Les six mois écoulés ont été un cauchemar pour Madrid, qui espérait pourtant profiter de cette présidence pour affirmer sa place en Europe et dans le monde. Mais la crise a rattrapé l’Espagne triomphante de la dernière décennie et José Luis Zapatero, le Premier ministre socialiste, a été dépassé par les événements : incapable de proposer quoi que ce soit pour faire face à la crise de la dette souveraine, refusant de voir que son pays était menacé par des marchés déchaînés, il a attendu que Barack Obama, le président américain, l’appelle, le 10 mai, au lendemain de l’adoption d’un plan de sauvetage européen de 500 milliards d’euros, pour le presser d’adopter un plan de rigueur pour qu’il se décide enfin à bouger…
Il est vrai que tout avait mal commencé pour l’Espagne : alors qu’elle avait préparé une présidence classique, l’entrée en vigueur, le 1er novembre 2009, du traité de Lisbonne l’a prise au dépourvu. Car ce texte prévoit un changement institutionnel majeur : les désignations d’un président du Conseil européen des chefs d’Etat et de gouvernement, et d’un chef de la diplomatie de l’Union, qui préside le Conseil des ministres des Affaires étrangères. Autrement dit, la «présidence tournante»
devient largement obsolète, puisqu’elle n’oriente plus que les travaux des Conseils des ministres techniques (hors Eurogroupe, dont le président est permanent). Au lieu de s’adapter, Zapatero a fait de la résistance, notamment en exigeant d’organiser les sommets bilatéraux entre l’Union et les pays tiers en Espagne, et non à Bruxelles. Cette bataille de préséance a tellement agacé Barack Obama que celui-ci a annulé, le 2 février, le sommet avec l’UE prévu les 24 et 25 mai. Un camouflet dont Madrid ne s’est toujours pas remis.

La Belgique, elle, n’a nullement l’intention de défendre les prérogatives de la présidence semestrielle tournante.

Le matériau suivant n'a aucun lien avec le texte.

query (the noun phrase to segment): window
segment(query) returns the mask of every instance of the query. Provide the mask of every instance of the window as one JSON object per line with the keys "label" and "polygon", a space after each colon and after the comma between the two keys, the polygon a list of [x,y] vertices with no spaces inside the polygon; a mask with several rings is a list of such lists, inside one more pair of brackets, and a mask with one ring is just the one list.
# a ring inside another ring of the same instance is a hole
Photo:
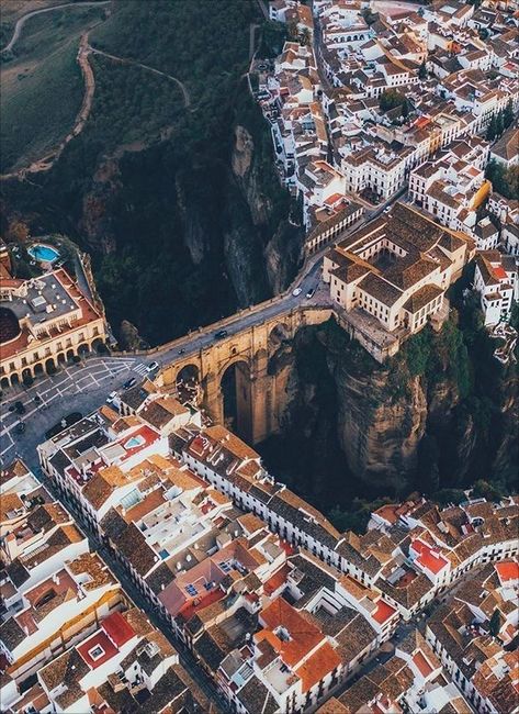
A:
{"label": "window", "polygon": [[88,654],[95,661],[98,659],[101,659],[101,657],[104,655],[104,649],[101,647],[101,645],[95,645],[95,647],[92,647],[92,649],[88,650]]}

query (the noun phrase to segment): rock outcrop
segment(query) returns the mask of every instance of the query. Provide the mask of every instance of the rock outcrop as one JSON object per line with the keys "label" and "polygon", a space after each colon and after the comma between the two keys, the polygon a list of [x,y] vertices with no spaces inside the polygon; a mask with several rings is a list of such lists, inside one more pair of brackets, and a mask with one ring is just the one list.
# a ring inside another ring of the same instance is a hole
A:
{"label": "rock outcrop", "polygon": [[[432,341],[441,352],[441,337]],[[469,353],[474,372],[477,352]],[[297,478],[305,493],[326,487],[324,507],[332,507],[341,489],[395,498],[414,489],[466,488],[477,479],[510,483],[517,470],[515,368],[503,373],[496,367],[484,388],[494,397],[488,406],[479,384],[462,394],[447,369],[413,376],[404,356],[380,366],[328,323],[301,331],[270,370],[284,386],[274,450],[290,448],[295,459],[305,454]],[[275,458],[269,466],[275,471]]]}

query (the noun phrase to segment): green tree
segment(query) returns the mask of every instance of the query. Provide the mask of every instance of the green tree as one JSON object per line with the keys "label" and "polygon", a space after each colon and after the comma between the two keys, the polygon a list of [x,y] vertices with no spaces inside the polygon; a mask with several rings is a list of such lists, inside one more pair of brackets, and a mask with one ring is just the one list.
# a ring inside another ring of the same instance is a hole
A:
{"label": "green tree", "polygon": [[490,123],[488,124],[488,129],[486,130],[486,140],[488,142],[493,142],[497,136],[497,116],[495,114],[492,115]]}
{"label": "green tree", "polygon": [[505,125],[505,129],[508,129],[514,124],[514,105],[511,103],[511,99],[503,112],[503,124]]}
{"label": "green tree", "polygon": [[500,136],[505,130],[505,125],[503,122],[503,110],[497,112],[496,116],[496,136]]}
{"label": "green tree", "polygon": [[488,629],[493,637],[497,637],[501,628],[501,613],[499,610],[494,610],[492,613],[490,622],[488,623]]}
{"label": "green tree", "polygon": [[379,107],[383,112],[386,112],[390,109],[394,109],[395,107],[404,104],[406,98],[400,94],[400,92],[396,91],[395,89],[388,89],[387,91],[382,92]]}
{"label": "green tree", "polygon": [[486,499],[487,501],[500,500],[499,490],[493,483],[488,483],[488,481],[485,481],[483,479],[478,479],[474,483],[472,494],[476,499]]}
{"label": "green tree", "polygon": [[300,34],[300,45],[307,46],[311,44],[311,35],[306,27],[303,27]]}

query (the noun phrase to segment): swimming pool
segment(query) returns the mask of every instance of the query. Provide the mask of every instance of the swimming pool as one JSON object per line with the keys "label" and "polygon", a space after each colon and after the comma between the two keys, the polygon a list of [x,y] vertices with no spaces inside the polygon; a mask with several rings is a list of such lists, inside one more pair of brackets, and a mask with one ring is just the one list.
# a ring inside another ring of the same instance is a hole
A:
{"label": "swimming pool", "polygon": [[59,253],[56,248],[53,248],[50,245],[44,245],[43,243],[32,245],[27,248],[27,253],[40,263],[54,263],[59,258]]}

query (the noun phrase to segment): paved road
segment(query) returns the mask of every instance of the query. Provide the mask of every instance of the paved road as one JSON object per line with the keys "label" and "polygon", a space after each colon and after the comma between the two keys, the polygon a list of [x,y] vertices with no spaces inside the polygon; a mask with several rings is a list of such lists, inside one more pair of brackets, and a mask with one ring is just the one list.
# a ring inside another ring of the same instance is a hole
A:
{"label": "paved road", "polygon": [[82,529],[82,532],[88,536],[90,550],[92,553],[98,553],[101,558],[106,562],[109,568],[112,570],[115,578],[120,581],[123,587],[124,592],[133,600],[133,602],[140,607],[149,621],[155,627],[160,629],[162,634],[167,637],[170,644],[179,654],[180,663],[188,673],[192,677],[195,683],[201,688],[204,694],[210,701],[208,710],[203,714],[214,712],[227,712],[229,711],[227,702],[223,699],[222,694],[218,692],[216,685],[213,681],[205,674],[205,672],[198,665],[193,654],[185,647],[185,645],[177,639],[171,629],[171,625],[166,621],[162,613],[150,604],[150,602],[144,598],[140,592],[137,590],[133,580],[128,577],[126,570],[115,558],[111,548],[106,547],[98,537],[97,533],[92,531],[91,526],[82,518],[81,513],[76,509],[75,503],[68,499],[65,494],[60,493],[54,482],[48,479],[40,467],[34,467],[34,473],[37,478],[45,484],[45,488],[50,491],[53,497],[57,501],[61,501],[65,507],[75,517],[76,523]]}
{"label": "paved road", "polygon": [[16,21],[16,24],[14,25],[13,35],[11,40],[8,42],[8,44],[5,45],[5,47],[3,47],[2,52],[10,52],[14,47],[23,30],[23,25],[26,23],[27,20],[34,18],[35,15],[43,14],[44,12],[52,12],[53,10],[63,10],[63,8],[84,8],[88,5],[105,5],[109,2],[111,2],[111,0],[100,0],[100,2],[97,2],[95,0],[90,0],[89,2],[65,2],[64,4],[60,5],[53,5],[52,8],[43,8],[42,10],[33,10],[33,12],[27,12],[26,15],[22,15]]}
{"label": "paved road", "polygon": [[[383,209],[384,204],[368,211],[364,221],[375,217]],[[353,230],[361,224],[359,222]],[[252,325],[261,324],[264,320],[287,314],[291,310],[305,306],[330,306],[329,289],[321,280],[323,253],[324,250],[307,260],[302,275],[283,295],[255,305],[250,310],[240,311],[225,320],[224,327],[228,336],[232,337]],[[301,292],[294,295],[296,288]],[[306,293],[309,290],[315,290],[315,293],[307,299]],[[210,348],[216,341],[215,333],[221,328],[221,323],[217,326],[208,325],[189,333],[161,349],[142,356],[129,354],[103,358],[89,357],[79,366],[67,366],[54,377],[36,379],[29,389],[19,387],[5,390],[0,410],[2,415],[0,462],[7,464],[18,455],[23,457],[29,466],[34,466],[37,444],[43,440],[45,432],[63,416],[77,411],[88,414],[99,409],[108,394],[121,389],[129,377],[144,378],[146,366],[151,361],[166,366]],[[42,399],[42,404],[35,404],[35,394]],[[9,412],[9,405],[18,400],[26,408],[26,413],[21,417],[25,424],[23,434],[16,433],[19,416]]]}
{"label": "paved road", "polygon": [[411,10],[418,10],[418,8],[425,8],[426,5],[419,2],[414,2],[414,0],[409,0],[408,2],[403,0],[371,0],[370,7],[373,12],[394,15],[404,11],[410,12]]}
{"label": "paved road", "polygon": [[[29,389],[18,387],[4,392],[0,408],[0,464],[22,456],[29,466],[37,464],[36,446],[45,432],[71,412],[88,414],[103,404],[106,395],[131,377],[140,379],[146,371],[136,358],[90,357],[78,365],[68,365],[53,377],[36,379]],[[34,397],[42,400],[36,404]],[[10,412],[9,406],[21,401],[25,414]],[[18,424],[25,425],[23,434]]]}

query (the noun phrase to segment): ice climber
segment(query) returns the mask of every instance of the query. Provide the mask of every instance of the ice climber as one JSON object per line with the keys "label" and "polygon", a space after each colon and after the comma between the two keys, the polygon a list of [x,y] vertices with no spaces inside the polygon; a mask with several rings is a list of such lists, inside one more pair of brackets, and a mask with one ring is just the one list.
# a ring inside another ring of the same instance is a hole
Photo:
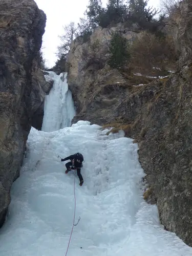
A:
{"label": "ice climber", "polygon": [[76,169],[80,181],[79,185],[80,186],[82,186],[83,183],[83,179],[81,174],[81,168],[82,166],[82,162],[84,160],[82,155],[79,153],[76,153],[69,156],[69,157],[66,157],[66,158],[61,158],[61,161],[63,162],[68,160],[70,160],[71,161],[68,162],[66,164],[67,168],[66,174],[68,174],[71,170],[75,170]]}

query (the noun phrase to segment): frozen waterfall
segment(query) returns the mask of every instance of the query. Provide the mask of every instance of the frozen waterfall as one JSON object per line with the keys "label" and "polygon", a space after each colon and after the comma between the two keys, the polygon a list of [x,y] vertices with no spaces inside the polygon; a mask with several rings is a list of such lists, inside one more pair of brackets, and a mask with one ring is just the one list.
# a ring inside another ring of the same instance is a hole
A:
{"label": "frozen waterfall", "polygon": [[50,132],[71,126],[75,111],[68,89],[67,74],[57,75],[52,71],[48,73],[54,82],[49,95],[46,96],[41,131]]}
{"label": "frozen waterfall", "polygon": [[[145,174],[137,144],[122,131],[108,136],[109,129],[88,121],[69,127],[75,111],[67,75],[49,74],[55,82],[46,97],[42,131],[32,127],[29,134],[0,229],[0,256],[66,255],[74,187],[75,223],[80,220],[67,256],[191,256],[192,248],[161,225],[157,206],[143,199]],[[82,187],[74,171],[65,174],[58,157],[77,152],[84,158]]]}

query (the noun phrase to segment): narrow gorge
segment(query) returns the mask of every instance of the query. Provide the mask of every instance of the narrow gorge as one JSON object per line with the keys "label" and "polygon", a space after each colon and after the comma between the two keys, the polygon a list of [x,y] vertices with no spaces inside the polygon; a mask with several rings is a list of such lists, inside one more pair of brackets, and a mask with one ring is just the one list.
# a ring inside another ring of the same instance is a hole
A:
{"label": "narrow gorge", "polygon": [[[74,133],[76,139],[78,136],[75,133],[79,130],[80,134],[82,131],[91,134],[94,130],[97,136],[98,125],[101,126],[99,136],[104,136],[106,141],[121,138],[123,131],[125,137],[133,139],[134,143],[137,143],[139,160],[146,174],[142,177],[141,173],[139,176],[142,185],[147,187],[144,198],[149,204],[157,204],[164,229],[175,233],[191,247],[192,1],[182,1],[172,20],[167,19],[163,28],[158,28],[158,32],[163,31],[173,38],[178,56],[174,70],[170,70],[163,75],[141,75],[131,69],[126,73],[110,66],[105,50],[114,32],[120,33],[131,45],[143,35],[138,26],[122,23],[108,28],[97,27],[87,41],[82,37],[73,40],[66,61],[67,74],[56,76],[52,71],[42,71],[37,57],[45,32],[46,14],[33,0],[2,0],[0,6],[0,226],[6,218],[12,184],[19,176],[30,131],[31,144],[33,137],[39,136],[37,143],[40,145],[46,141],[45,150],[51,157],[50,141],[53,147],[62,152],[60,142],[57,140],[54,144],[55,136],[56,138],[60,136],[61,140],[62,136],[65,138],[63,143],[67,147],[67,143],[71,145],[71,141],[73,141],[72,137],[71,140],[66,139],[68,133],[69,136]],[[102,56],[104,57],[101,58]],[[56,89],[53,85],[55,79]],[[68,84],[75,111],[72,107]],[[46,97],[52,88],[57,96],[58,90],[60,92],[60,101],[58,98],[52,100],[55,101],[54,107],[57,108],[58,115],[52,112],[53,105],[47,105],[49,97]],[[67,100],[66,107],[59,112],[61,105]],[[45,108],[47,112],[44,113]],[[69,123],[74,115],[73,126],[62,131],[63,127],[71,126]],[[88,123],[76,124],[82,120]],[[96,125],[93,125],[93,130],[91,126],[87,130],[83,126],[88,125],[89,122]],[[52,123],[54,125],[52,126]],[[48,133],[48,137],[34,129],[42,129],[42,133]],[[105,129],[108,138],[103,133]],[[120,131],[118,135],[113,134]],[[124,139],[127,140],[131,148],[132,141],[127,138]],[[83,139],[86,140],[87,137]],[[125,141],[119,145],[126,147]],[[73,150],[78,151],[82,144],[87,152],[83,140],[78,142],[79,147],[74,146],[75,142],[71,146]],[[98,150],[103,150],[102,146],[98,146]],[[69,149],[66,148],[65,153],[69,153]],[[108,150],[111,152],[110,148]],[[89,156],[88,152],[87,155]],[[133,156],[128,152],[127,155]],[[106,160],[100,155],[98,157],[103,162]],[[56,160],[54,159],[57,166]],[[128,164],[128,159],[126,161]],[[91,160],[88,161],[87,166],[91,168],[90,163]],[[96,164],[95,173],[100,167]],[[134,167],[130,166],[134,172]],[[106,170],[106,166],[102,168]],[[131,175],[131,171],[128,173]],[[92,174],[95,177],[95,173]],[[89,174],[86,175],[88,177]],[[104,189],[102,180],[98,181],[97,175],[96,182],[100,184],[100,191],[104,191],[106,187]],[[108,175],[103,176],[104,181]],[[95,189],[95,184],[91,184]],[[90,187],[88,185],[89,189]],[[100,193],[99,189],[96,194]]]}

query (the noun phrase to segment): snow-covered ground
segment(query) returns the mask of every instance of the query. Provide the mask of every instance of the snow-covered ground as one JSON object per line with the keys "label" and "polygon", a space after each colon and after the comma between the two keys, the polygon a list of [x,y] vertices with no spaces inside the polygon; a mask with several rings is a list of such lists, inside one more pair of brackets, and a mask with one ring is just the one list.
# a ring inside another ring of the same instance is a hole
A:
{"label": "snow-covered ground", "polygon": [[[51,102],[48,119],[54,111],[61,113]],[[46,129],[45,123],[44,123]],[[108,136],[100,128],[81,121],[53,132],[32,129],[27,158],[0,230],[1,256],[66,255],[75,177],[75,223],[80,220],[74,227],[68,256],[192,255],[191,248],[164,230],[156,206],[143,200],[140,181],[144,174],[137,144],[122,132]],[[82,187],[74,171],[65,174],[65,163],[58,158],[77,152],[84,157]]]}

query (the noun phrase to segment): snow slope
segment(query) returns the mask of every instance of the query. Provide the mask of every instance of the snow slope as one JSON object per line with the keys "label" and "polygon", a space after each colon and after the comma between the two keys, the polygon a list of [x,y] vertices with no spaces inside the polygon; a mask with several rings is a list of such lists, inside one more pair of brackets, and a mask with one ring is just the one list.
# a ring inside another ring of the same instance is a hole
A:
{"label": "snow slope", "polygon": [[[31,129],[27,158],[0,230],[1,256],[66,255],[75,178],[75,223],[80,220],[68,256],[192,255],[191,248],[164,230],[156,206],[143,200],[137,144],[122,132],[108,136],[106,132],[82,121],[50,133]],[[74,171],[65,174],[65,163],[58,158],[78,151],[84,157],[82,187]]]}

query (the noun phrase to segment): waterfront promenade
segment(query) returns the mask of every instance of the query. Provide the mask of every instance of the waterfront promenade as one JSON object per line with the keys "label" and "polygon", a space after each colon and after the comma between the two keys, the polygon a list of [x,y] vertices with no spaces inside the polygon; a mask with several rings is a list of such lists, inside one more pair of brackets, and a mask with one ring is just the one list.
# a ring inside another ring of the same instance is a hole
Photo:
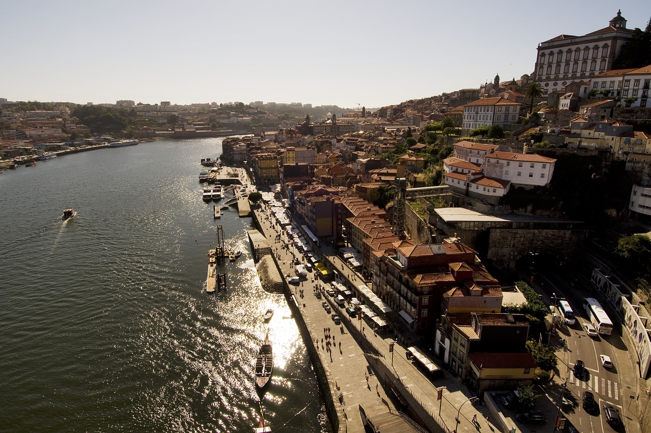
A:
{"label": "waterfront promenade", "polygon": [[[293,261],[298,257],[302,261],[304,257],[290,246],[286,233],[273,220],[268,206],[263,205],[262,208],[255,209],[253,217],[260,232],[271,244],[282,274],[286,280],[288,275],[294,276]],[[339,257],[333,256],[333,251],[329,247],[315,253],[325,253],[327,257],[322,257],[322,259],[331,261],[341,269],[342,262],[337,262]],[[348,272],[346,274],[344,278],[348,279]],[[442,378],[426,376],[406,359],[405,352],[409,343],[395,341],[393,332],[375,333],[365,320],[348,316],[344,310],[345,307],[337,306],[333,298],[325,294],[318,298],[317,292],[322,292],[324,283],[314,281],[313,277],[314,273],[310,272],[307,281],[303,280],[298,286],[290,285],[289,289],[293,292],[309,333],[310,341],[305,341],[306,345],[314,348],[312,353],[322,365],[322,369],[318,366],[315,368],[317,374],[320,373],[325,376],[320,378],[325,379],[330,395],[325,395],[324,399],[333,404],[333,411],[329,410],[329,414],[338,417],[339,431],[364,431],[360,407],[383,433],[427,430],[449,433],[454,430],[460,433],[494,432],[516,426],[508,425],[508,428],[503,428],[493,423],[499,414],[492,412],[488,406],[477,407],[467,401],[475,395],[448,371],[445,371]],[[363,283],[359,276],[353,272],[350,280],[352,284]],[[326,312],[322,306],[324,301],[340,317],[340,325],[336,325],[331,314]],[[305,335],[304,339],[307,340]],[[395,343],[394,350],[391,352],[389,345],[392,343]],[[438,400],[437,390],[441,389],[443,398]],[[425,429],[406,420],[398,411],[408,414]],[[460,423],[456,425],[458,413]],[[478,422],[473,423],[475,413]],[[517,428],[515,431],[518,431]]]}

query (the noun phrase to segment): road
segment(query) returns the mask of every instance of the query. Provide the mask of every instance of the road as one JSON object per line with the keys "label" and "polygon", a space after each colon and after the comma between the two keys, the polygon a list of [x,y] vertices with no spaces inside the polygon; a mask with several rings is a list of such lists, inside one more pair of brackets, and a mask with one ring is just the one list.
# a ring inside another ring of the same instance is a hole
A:
{"label": "road", "polygon": [[[590,296],[590,294],[551,273],[538,274],[536,283],[547,297],[547,303],[555,301],[555,298],[566,298],[572,306],[576,319],[574,325],[563,325],[557,331],[557,337],[567,343],[566,350],[557,351],[559,374],[566,382],[564,397],[572,403],[564,406],[566,418],[579,432],[623,431],[613,428],[606,422],[603,413],[604,404],[615,406],[621,414],[624,412],[623,405],[629,404],[628,395],[625,395],[628,388],[622,386],[626,379],[619,376],[617,369],[619,362],[628,361],[626,346],[618,332],[615,329],[610,335],[588,335],[583,325],[590,321],[582,304],[583,298]],[[562,347],[562,342],[555,340],[553,336],[551,343],[560,343]],[[610,356],[613,364],[611,368],[606,369],[602,365],[600,354]],[[583,378],[576,377],[572,371],[577,360],[581,360],[585,363],[586,373]],[[631,378],[631,383],[633,380]],[[582,407],[585,391],[592,392],[594,395],[598,408],[594,412],[588,413]]]}

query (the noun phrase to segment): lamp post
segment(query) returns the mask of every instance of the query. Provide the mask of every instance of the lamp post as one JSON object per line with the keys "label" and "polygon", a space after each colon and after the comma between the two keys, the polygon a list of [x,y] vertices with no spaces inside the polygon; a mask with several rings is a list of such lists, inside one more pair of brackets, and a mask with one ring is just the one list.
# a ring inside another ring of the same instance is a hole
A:
{"label": "lamp post", "polygon": [[467,400],[466,400],[465,401],[464,401],[463,403],[462,403],[461,406],[459,406],[459,410],[456,411],[456,418],[454,419],[456,420],[456,426],[457,427],[458,427],[459,426],[459,424],[461,423],[461,421],[459,419],[459,415],[461,413],[461,408],[463,408],[464,405],[467,402],[470,401],[471,400],[475,400],[477,398],[477,397],[470,397],[469,399],[468,399]]}

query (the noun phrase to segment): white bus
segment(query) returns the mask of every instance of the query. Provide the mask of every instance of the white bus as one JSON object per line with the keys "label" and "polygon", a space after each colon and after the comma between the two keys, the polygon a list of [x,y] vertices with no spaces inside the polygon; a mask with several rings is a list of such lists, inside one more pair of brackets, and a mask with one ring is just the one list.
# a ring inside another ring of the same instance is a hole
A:
{"label": "white bus", "polygon": [[583,300],[583,308],[597,332],[604,335],[609,335],[613,332],[613,322],[602,308],[599,301],[594,298],[586,298]]}
{"label": "white bus", "polygon": [[565,320],[566,324],[572,326],[576,322],[576,319],[574,318],[574,311],[572,311],[570,302],[564,299],[559,301],[559,311]]}

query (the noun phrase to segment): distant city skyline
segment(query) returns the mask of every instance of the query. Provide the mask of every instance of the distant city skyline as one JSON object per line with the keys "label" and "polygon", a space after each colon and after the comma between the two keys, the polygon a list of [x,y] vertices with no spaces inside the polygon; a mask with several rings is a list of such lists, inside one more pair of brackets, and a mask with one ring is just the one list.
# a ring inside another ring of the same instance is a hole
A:
{"label": "distant city skyline", "polygon": [[379,107],[531,74],[540,42],[647,2],[3,2],[0,98]]}

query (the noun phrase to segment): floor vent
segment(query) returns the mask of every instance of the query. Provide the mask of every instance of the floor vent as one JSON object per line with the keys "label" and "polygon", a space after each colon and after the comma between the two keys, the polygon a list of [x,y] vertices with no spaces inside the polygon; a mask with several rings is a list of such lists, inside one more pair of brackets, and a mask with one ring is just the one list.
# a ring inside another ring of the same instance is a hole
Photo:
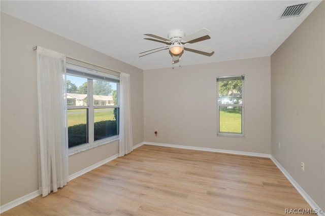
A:
{"label": "floor vent", "polygon": [[304,9],[306,8],[308,3],[303,3],[299,5],[291,5],[288,6],[284,9],[282,13],[280,19],[284,19],[289,17],[295,17],[301,15]]}

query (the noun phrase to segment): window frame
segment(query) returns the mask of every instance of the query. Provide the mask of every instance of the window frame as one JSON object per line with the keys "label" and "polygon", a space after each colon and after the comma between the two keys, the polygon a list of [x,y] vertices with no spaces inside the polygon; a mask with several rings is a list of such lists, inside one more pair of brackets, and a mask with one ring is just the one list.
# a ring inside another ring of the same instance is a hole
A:
{"label": "window frame", "polygon": [[[75,147],[69,148],[69,155],[72,155],[84,151],[88,150],[112,142],[114,141],[118,140],[119,138],[119,118],[117,118],[116,121],[117,134],[109,137],[104,138],[98,140],[94,140],[94,110],[95,109],[105,109],[105,108],[117,108],[118,115],[119,113],[119,76],[114,75],[107,74],[100,70],[94,70],[92,68],[87,68],[84,66],[79,66],[75,64],[67,63],[67,75],[79,77],[87,79],[87,104],[86,106],[67,106],[66,112],[67,117],[68,117],[68,110],[76,109],[86,109],[87,110],[87,127],[88,127],[88,142],[80,144]],[[105,81],[106,82],[116,83],[116,91],[117,94],[117,102],[116,105],[94,105],[93,104],[93,80],[98,81]],[[119,115],[118,115],[119,116]],[[68,137],[68,118],[67,118],[67,141]],[[68,146],[67,145],[67,146]]]}
{"label": "window frame", "polygon": [[[241,104],[219,104],[219,82],[222,81],[236,80],[240,79],[242,81],[242,103]],[[245,75],[238,75],[232,76],[217,77],[217,136],[230,137],[245,137]],[[220,107],[228,106],[237,106],[241,107],[241,133],[234,133],[228,132],[220,132]]]}

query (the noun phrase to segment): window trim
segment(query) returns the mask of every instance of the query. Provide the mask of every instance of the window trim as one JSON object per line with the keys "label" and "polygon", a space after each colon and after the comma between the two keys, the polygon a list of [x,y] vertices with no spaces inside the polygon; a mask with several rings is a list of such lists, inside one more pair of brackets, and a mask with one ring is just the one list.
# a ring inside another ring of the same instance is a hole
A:
{"label": "window trim", "polygon": [[[114,82],[117,84],[116,89],[118,92],[119,93],[119,76],[116,76],[115,75],[108,74],[103,72],[100,68],[100,69],[94,69],[90,68],[90,67],[86,67],[83,66],[76,65],[73,63],[67,63],[67,75],[70,75],[76,77],[79,77],[87,79],[88,82],[88,93],[91,91],[92,91],[92,81],[94,79],[99,81],[104,81],[109,82]],[[97,68],[96,68],[97,69]],[[69,73],[68,70],[69,70]],[[92,93],[91,94],[92,94]],[[92,95],[91,95],[92,96]],[[87,105],[86,106],[70,106],[67,107],[66,112],[68,112],[68,110],[73,110],[76,109],[87,109],[88,119],[93,119],[94,117],[93,111],[95,109],[98,108],[118,108],[119,109],[119,94],[117,98],[117,105],[94,105],[93,98],[92,96],[89,97],[88,95],[88,99],[87,101]],[[68,113],[67,114],[68,116]],[[116,120],[118,122],[119,120]],[[68,121],[68,119],[67,119]],[[86,150],[88,150],[94,148],[98,147],[100,146],[107,144],[110,142],[113,142],[114,141],[119,139],[119,134],[117,134],[114,136],[110,136],[109,137],[105,138],[98,140],[94,141],[94,133],[90,132],[89,131],[94,131],[94,122],[93,120],[92,122],[93,124],[88,124],[88,143],[81,144],[78,146],[76,146],[71,148],[68,148],[68,154],[69,156],[73,155],[75,154],[77,154]],[[68,125],[68,124],[67,124]],[[117,129],[118,131],[118,128]],[[68,127],[67,128],[67,135],[68,136]],[[68,138],[67,138],[68,140]],[[67,145],[68,146],[68,145]]]}
{"label": "window trim", "polygon": [[[233,133],[227,132],[220,132],[220,107],[229,106],[230,104],[219,104],[219,82],[220,81],[232,81],[235,80],[235,78],[238,79],[240,78],[242,80],[242,104],[231,104],[232,106],[239,106],[242,107],[242,132]],[[226,77],[217,77],[216,79],[217,84],[217,136],[229,136],[236,137],[245,137],[245,75],[238,75]]]}

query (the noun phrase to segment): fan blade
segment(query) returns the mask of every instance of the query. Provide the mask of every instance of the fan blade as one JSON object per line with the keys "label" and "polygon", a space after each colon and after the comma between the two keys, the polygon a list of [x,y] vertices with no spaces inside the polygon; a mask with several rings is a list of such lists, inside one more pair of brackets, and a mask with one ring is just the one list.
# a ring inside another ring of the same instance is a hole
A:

Elle veut au contraire en profiter pour aider le président permanent du Conseil européen à consolider les siennes. Le fait qu’il s’agisse d’un ancien Premier ministre belge, Herman Van Rompuy, n’est évidemment pas étranger à cette bonne volonté affichée. «Nous sommes prêts à limiter notre rôle […] parce qu’il faut donner de l’espace à Herman Van Rompuy et à Catherine Ashton [Haute représentante pour les Affaires étrangères, ndlr], pour qu’ils puissent exercer leurs nouvelles compétences», a déclaré Yves Leterme, Premier ministre sortant. De toute façon, le gouvernement belge traite les affaires courantes et son successeur, issu des législatives du 13 juin, ne sera pas constitué avant octobre, au mieux. La Belgique a donc préféré théoriser sa propre inexistence.